Francis Kinloch Huger (September 17, 1773 – February 14, 1855), a medical doctor and artillery officer, was a scion of the Huger family of South Carolina. A member of the South Carolina House of Representatives and South Carolina Senate, he is best known for his leadership of a failed November 1794 attempt to rescue Lafayette from captivity during the wars surrounding the French Revolution.

==Early life==
Huger was born in Charleston on September 17, 1773. He was the son of Mary Esther (née Kinloch) Huger (1752–1822) and Benjamin Huger (1746-1779), who entertained the Marquis de Lafayette on the French officer's arrival in North America. Then a small boy, Francis became an intense admirer of Lafayette and followed his career closely as the statesman rose to lead his country during the early years of the French Revolution. Hard times came for Lafayette, though, and as a refugee from his native land he was taken prisoner by the empire of Austria.

==Career==
Meanwhile Francis Huger was studying medicine in Vienna. Learning that Lafayette was a prisoner of war at the fortress of Olmutz near Olomouc in Bohemia (now the Czech Republic), young Huger determined to rescue the international leader in 1794. Together with Eric Bollman a private plot, involving letters written in invisible ink, was hatched to liberate Lafayette. The caper was implemented on November 4, 1794. Although Lafayette was briefly liberated, he was disoriented and recaptured several days later by his enemies.
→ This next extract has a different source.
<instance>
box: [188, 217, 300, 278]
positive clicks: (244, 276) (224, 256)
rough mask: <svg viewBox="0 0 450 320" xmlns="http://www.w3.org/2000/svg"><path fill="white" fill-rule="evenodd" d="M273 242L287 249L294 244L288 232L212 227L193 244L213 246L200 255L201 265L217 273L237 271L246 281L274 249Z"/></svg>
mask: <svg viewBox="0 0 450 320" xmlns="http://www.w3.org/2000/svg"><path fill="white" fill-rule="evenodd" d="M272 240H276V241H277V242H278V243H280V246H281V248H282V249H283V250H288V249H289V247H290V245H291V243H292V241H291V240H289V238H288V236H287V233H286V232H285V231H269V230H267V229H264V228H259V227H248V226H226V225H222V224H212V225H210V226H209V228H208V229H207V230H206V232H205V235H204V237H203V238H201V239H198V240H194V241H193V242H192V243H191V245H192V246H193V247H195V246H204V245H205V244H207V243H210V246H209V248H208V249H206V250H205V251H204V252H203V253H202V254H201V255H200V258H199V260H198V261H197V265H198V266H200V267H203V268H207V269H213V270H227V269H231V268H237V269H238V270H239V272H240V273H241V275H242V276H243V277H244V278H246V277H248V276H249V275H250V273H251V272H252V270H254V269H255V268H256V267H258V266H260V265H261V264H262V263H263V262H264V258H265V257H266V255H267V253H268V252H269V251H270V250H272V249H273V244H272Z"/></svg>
The attempt failed and Huger was himself taken prisoner and joined his would-be prize in Olmutz. After eight months of solitary confinement as a security threat to Austria, Huger was paroled on condition that he return to the United States. Back in South Carolina, the physician studied artillery engineering. He was commissioned as a colonel of artillery during the War of 1812.

Col. Huger was briefly reunited with Lafayette in 1825 when the now-aged French statesman paid an extensive visit to the United States.

==Personal life==
Col. Huger married Harriet Lucas Pinckney Huger (1783–1824), the daughter of South Carolina Gov. Thomas Pinckney. Together, the couple were the parents of five children, including:

- Elizabeth Pinckney Huger (1804–1882)
- Benjamin Huger (1805-1877), the Confederate general.
- Francis Huger (1811–1849)
- Thomas Pinckney Huger (1816–1875)
- Cleland Kinloch Huger (1818–1892).

Huger died in Charleston on February 14, 1855.

===Legacy===

An 1825 ivory miniature of Francis Kinloch Huger, by Charles Fraser, is part of the American collection of the Metropolitan Museum of Art.

A selection of Dr. Huger's papers, including letters from Lafayette after the failed caper of 1794, survives in the custody of the South Carolina Historical Society.